Cybersecurity firm Sophos says it's detected an uptick in incidents involving multiple criminal gangs dropping ransomware onto the same victim.
One reason for that stems from the business model behind ransomware: a service powered by a central group that relies on affiliates to do the actual work of delivering malware. Many of those affiliates, in turn, rely on access brokers who advertise compromised networks on criminal marketplaces (see: More Ransomware-as-a-Service Operations Seek Affiliates).
For "opportunistic, lower-tier" ransomware actors, it's simpler to monitor the leak sites maintained by ransomware gangs who pressure victims into paying up through naming and shaming. There's nothing to lose by gambling on the poor security of a ransomware victim. "It won't cost them anything to target organizations that appear on leak sites," Sophos says in a new report.
One reason lower-tier criminals may suspect the vulnerability remains open comes down to the nature of ransomware leak boards. As security research Kevin Beaumont points out, an entry on a ransomware board likely means the victim hasn't responded to the demand, perhaps for days or even weeks. "If a victim hasn't responded to a ransom demand, they might not have addressed the infection vector, either," goes the reasoning, says Sophos.
Bottom feeders aren't the only reason simultaneous ransomware attacks occur, of course. The access brokers cybercriminals use to find ready and easy victims typically don't sell exclusive access.
Multiple attacks on the same victim doesn't seem to be a big deal for ransomware groups, the security firm also concludes. Unlike other malware operators such as criminals who surreptitiously mine cryptocurrency, ransomware operators don't terminate rival processes. Unlike cryptojacking, which works best through unfettered access to the victim's computing resources, ransomware isn't constrained by a need for long-term, undetected access.
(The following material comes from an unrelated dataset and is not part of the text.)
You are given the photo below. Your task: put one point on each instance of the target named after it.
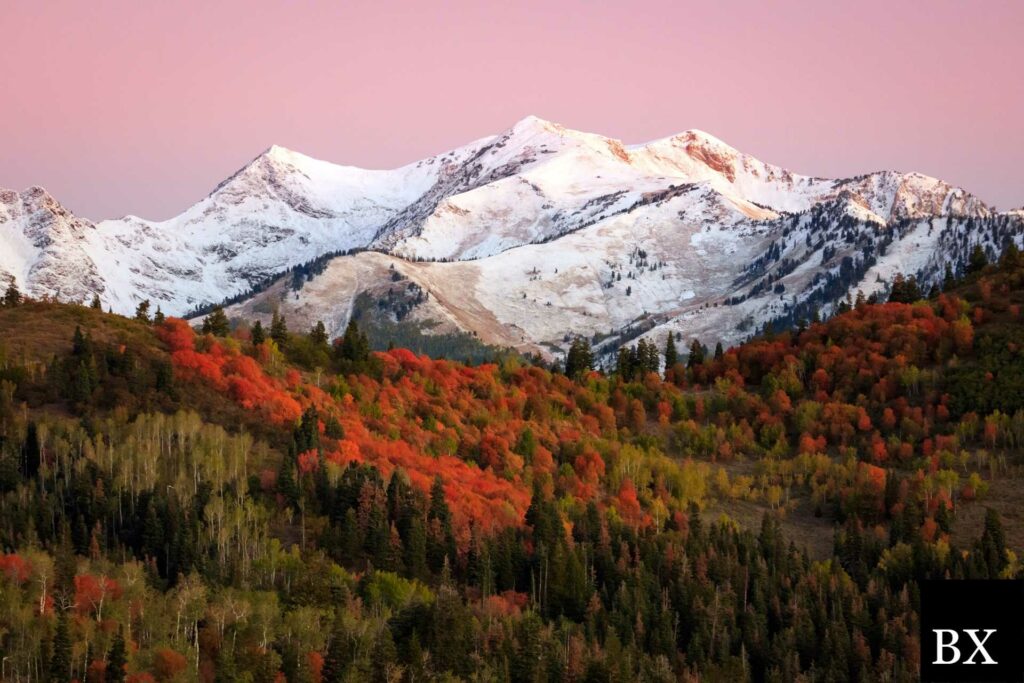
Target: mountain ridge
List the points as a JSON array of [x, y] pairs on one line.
[[699, 211]]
Whether overlapping attacks are a good or bad thing, from the attacker's perspective, is hard to say. On one hand, anything that applies additional pressure for paying up is good. On the other, multiple layers of encryption mean attackers can't threaten to leak the data as a consequence for failure to pay the ransom.
"On the whole, ransomware groups don't appear openly antagonistic toward one another. In fact, LockBit explicitly doesn't forbid affiliates from working with competitors," says John Shier, senior security adviser at Sophos, referring to the high-profile ransomware-as-a-service group.
The report also says that one ransomware attack may lead to another, even if the victim patched the original vulnerability. Ransomware groups may leave a backdoor in the company network after a successful attack. In one incident highlighted by Sophos, a victim experienced two ransomware attacks within four months, the second stemming from the backdoor the threat actor in the first attack left behind that was found and used by yet another attacker.